Organisasi Islam bermunculan dengan sekolahnya, dan toko makanan halal mulai banyak berdiri. Jumlah Masjid bertambah dari 16 menjadi 400 buah lebih hanya dalam jangka waktu 16 tahun.

Salah satunya Masjid yang berada di Kota Milan. Masjid Segrate (Italia : Moschea di Segrate) ini juga dikenal sebagai Masjid Ar-Rahmān atau Masjid Penyayang yang terletak di perbatasan pinggiran Milano Due .

Masjid ini merupakan Masjid pertama dengan kubah dan menara yang akan dibangun di Italia sesudah pembongkaran terakhir di Lucera pada tahun 1300 silam. Masjid ini dibuka pada 28 Mei 1988, dan semenjak itu menjadi Masjid terpenting di Milan dan menjadikannya Masjid paling penting di Italia sesudah Masjid Roma .

Masjid ini juga menjadi “Pusat Muslim untuk Milan dan Lombardy”, yang menerbitkan salah satu majalah Muslim paling penting di Italia, “Il messaggero dell’Islam” (The Messenger of Islam).

E. Belgia
Muslim pertama yang tiba ke Belgia diperkirakan ada sesudah Perang Dunia II. Karena perkembangannya yang cukup baik, Mukhtar Islam Eropa pun sempat digelar di Brussel, ibukota Belgia pada tahun 1980.

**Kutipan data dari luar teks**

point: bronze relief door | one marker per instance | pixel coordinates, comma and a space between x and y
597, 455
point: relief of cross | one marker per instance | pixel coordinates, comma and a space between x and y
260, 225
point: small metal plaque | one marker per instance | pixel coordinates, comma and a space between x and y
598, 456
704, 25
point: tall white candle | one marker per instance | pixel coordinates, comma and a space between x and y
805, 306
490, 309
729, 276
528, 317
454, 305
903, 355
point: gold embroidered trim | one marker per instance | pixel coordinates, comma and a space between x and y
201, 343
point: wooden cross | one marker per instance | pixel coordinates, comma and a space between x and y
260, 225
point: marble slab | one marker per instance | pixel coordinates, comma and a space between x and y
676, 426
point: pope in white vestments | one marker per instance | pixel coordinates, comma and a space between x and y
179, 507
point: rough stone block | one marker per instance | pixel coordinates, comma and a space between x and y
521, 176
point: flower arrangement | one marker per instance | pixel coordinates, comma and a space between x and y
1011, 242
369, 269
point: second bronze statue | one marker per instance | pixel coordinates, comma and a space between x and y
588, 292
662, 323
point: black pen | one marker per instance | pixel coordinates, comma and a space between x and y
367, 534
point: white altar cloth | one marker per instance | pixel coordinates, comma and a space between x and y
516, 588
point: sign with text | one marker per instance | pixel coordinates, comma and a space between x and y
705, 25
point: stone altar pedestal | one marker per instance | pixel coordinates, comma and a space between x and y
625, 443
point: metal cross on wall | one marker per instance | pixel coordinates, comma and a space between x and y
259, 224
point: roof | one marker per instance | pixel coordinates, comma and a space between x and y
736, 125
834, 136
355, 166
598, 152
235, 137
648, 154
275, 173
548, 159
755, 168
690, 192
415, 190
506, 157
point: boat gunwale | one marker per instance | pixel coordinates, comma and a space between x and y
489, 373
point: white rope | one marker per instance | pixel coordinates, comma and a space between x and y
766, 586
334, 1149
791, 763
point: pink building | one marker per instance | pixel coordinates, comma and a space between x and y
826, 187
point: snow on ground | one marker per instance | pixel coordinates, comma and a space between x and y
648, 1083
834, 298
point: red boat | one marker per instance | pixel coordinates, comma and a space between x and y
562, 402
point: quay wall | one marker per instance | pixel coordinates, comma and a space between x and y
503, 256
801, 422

Pihak kerajaan secara resmi mengakui keberadaan agama Islam dengan menciptakan sejumlah kebijakan. Beberapa diantaranya diantaranya seperti:
  1. Pertama, Islam sebagai salah satu bidang studi resmi yang diajarkan di sekolah-sekolah milik Pemerintah Belgia. Adapun Pendidikan Agama Islam yang masuk kurikulum adalah: Alquran, Bahasa Arab, dan Ilmu Agama Islam. Kurikulum tersebut berlaku bagi pendidikan tingkat SD, SLTP, dan SLTA.
  2. Kedua, pihak pemerintah berkewajiban menyiapkan dana dan tenaga pengajar Agama Islam pada setiap sekolah yang ada pelajar muslimnya.
  3. Ketiga, kaum muslimin diperbolehkan membangun tempat peribadatan berupa masjid, mushalla atau Islamic Centre. Jumlah masjid dan Islamic Centre yang bertebaran di aneka macam kota di Belgia sekitar 300 buah (di kota Broxelle saja terdapat 40 buah masjid, musolla dan Islamic Centre).
  4. Keempat, kaum muslimah diperbolehkan memakai foto berjilbab pada kartu tanda pendudu (ktp), passport dan surat surat resmi lainnya. 
  5. Kelima, kaum muslimin dibenarkan melakukan pemakaman mayat secara Islam. Namun, hingga kini belum disediakan tanah khusus buat pekuburan Islam. Aki

Sensus tahun 1989 menyebutkan, jumlah kaum Muslimin Belgia mencapai 234.815 jiwa. Pada tahun 1998, angkanya telah meningkat pesat hingga menjadi 350 ribu jiwa. Kemudian, seiring berjalannya waktu, kini muslim yang bermukim di Belgia diperkirakan mencapai 628.751 jiwa. Angka ini pun diyakini akan terus bertambah.

Ada sejumlah yayasan sosial dan forum keislaman atau oganisasi-organisasi pelajar dan mahasiswa yang populer di Belgia. Beberapa diantaraya menyerupai Persatuan Pelajar dan Pemuda Muslim Eropa, Persatuan Pelajar Muslim Eropa (Muslim Student Union), Jamaah Dakwah dan Tabligh, Haiatul Igostah Al-Islamiyah (Islamic Relief Organisation), Islamic Centre Brussel, Lembaga Para Imam Mesjid (Dibawah naungan Rabitah Alam Islamy), dan Persatuan Mesjid Belgia.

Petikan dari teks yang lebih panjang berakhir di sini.